Brigadier Anbuen Scott Naidoo
Durban - South Africa turned its back on a home-grown candidate who could have been the president of Interpol.

Last week, Brigadier Anbuen Scott Naidoo, now retired from the force, was nominated as the country’s candidate for the position.

With 194-member countries, Interpol is the world’s largest global police organisation. Its role is to help police from different countries work together to make the world safer.

The nomination took place as the organisation gathered in Dubai for its 87th general assembly. Two other candidates were nominated, one from Russia and the other from South Korea.

According to sources, Naidoo, from Merebank, Durban, was highly respected in Interpol having headed its office in South Africa and served on its executive committee.

However, on Monday, two days before the elections, South Africa withdrew his nomination.

The decision was apparently made by Police Minister Bheki Cele and National Police Commissioner Khehla Sitole, who were both part of the South African delegation in the United Arab Emirates.

A source close to developments said: “The decision was unexpected and it seems it was not properly thought through. South Africa was the only African country in the race and received huge support from other countries.

“It’s no secret that there were disputes around the participating countries, especially Russia. South Africa went there neutral. In fact, we stood a better chance of winning,” said the source.

The decision left the candidates from Russia and South Korea to compete for the post. It is believed South Africa supported the Russian candidate, Alexander Prokopchuk, touted as the favourite after Naidoo’s nomination was withdrawn.

However, he proved unpopular among American and Western countries.

According to media reports, human rights groups criticised his candidacy and accused him of having abused Interpol arrest warrants to target critics of Russia’s President Vladimir Putin.

The UK backed South Korean candidate Kim Jong-yang and warned it would consider withdrawing from Interpol if Prokopchuk was elected.
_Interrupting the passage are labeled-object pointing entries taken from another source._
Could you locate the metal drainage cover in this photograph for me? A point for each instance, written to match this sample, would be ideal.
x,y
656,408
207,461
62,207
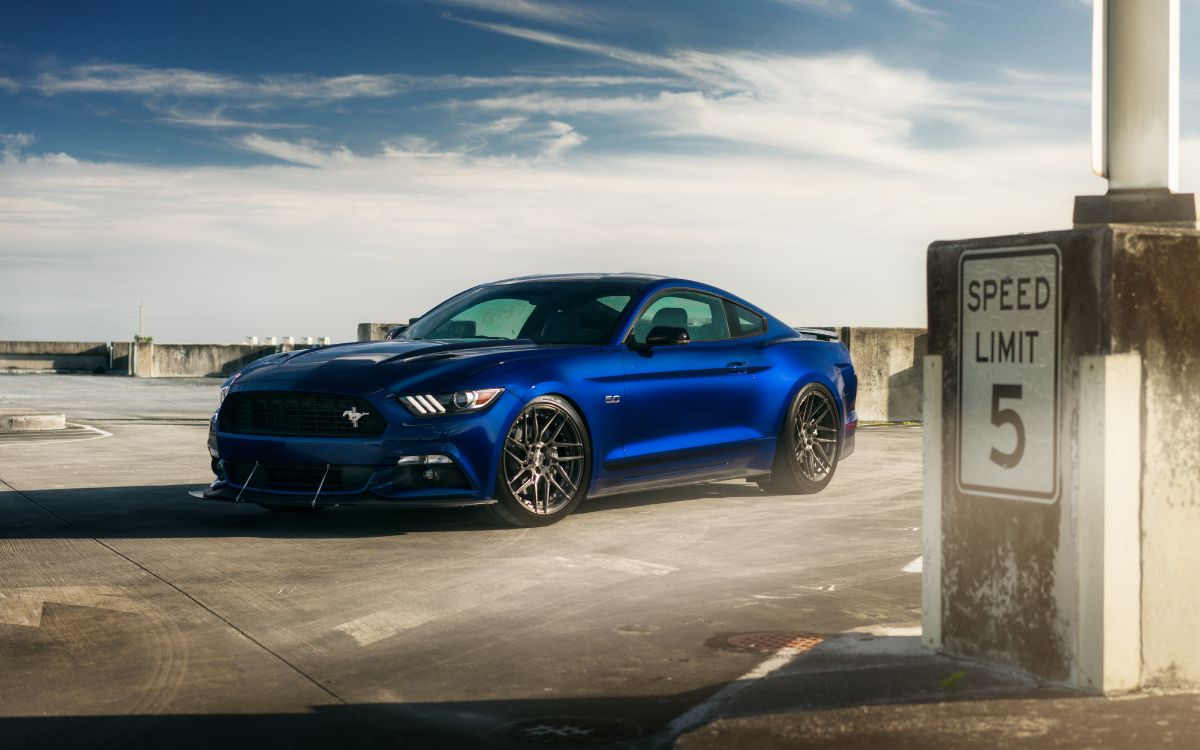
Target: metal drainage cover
x,y
570,731
798,642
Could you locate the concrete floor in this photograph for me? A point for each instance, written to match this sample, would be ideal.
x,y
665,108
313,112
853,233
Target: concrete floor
x,y
132,615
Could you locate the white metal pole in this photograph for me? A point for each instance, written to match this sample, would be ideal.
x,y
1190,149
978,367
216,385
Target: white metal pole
x,y
1135,115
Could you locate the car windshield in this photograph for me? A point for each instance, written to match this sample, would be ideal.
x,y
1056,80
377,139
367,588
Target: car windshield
x,y
540,311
Lithuania threatened to do the same.

Jong-yang won the election and shortly afterwards told delegates: “Our world is facing unprecedented changes which present huge challenges to public security and safety. To overcome them, we need a clear vision: we need to build a bridge to the future.”

Naidoo confirmed his nomination was withdrawn and said: “I did not nominate myself, I was nominated by my country. A decision was taken for South Africa not to participate any more, I accepted and respect the decision.”

Department of International Relations spokesperson Ndivhuwo Mabaya said the department would comment about the matter at a later stage.

Cele had not responded by the time of publication.

DA spokesperson on police Dianne Kohler Barnard described the withdrawal as an embarrassment for the country and an insult to the candidate.

“South Africa would have stood a chance to reclaim world status after the embarrassment by the late Jackie Selebi, who was arrested while he was the president of Interpol.”

In 2004, Selebi became the first South African to be appointed to the post. He resigned four years later after being charged with corruption.

“I am stunned and want to know why South Africa gave up this opportunity. Who took the decision? Was it the deputy president, who seems to have preference for Russian doctors?”

IFP national spokesperson Mkhuleko Hlengwa said since a decision was taken to nominate a South African, Cele needed to explain the withdrawal.

“Was he acting in the interests of our country or acting in the interests of a foreign influence? One cannot ignore Russian influence and meddling in our internal affairs from the time Jacob Zuma took over as our president,” said Hlengwa.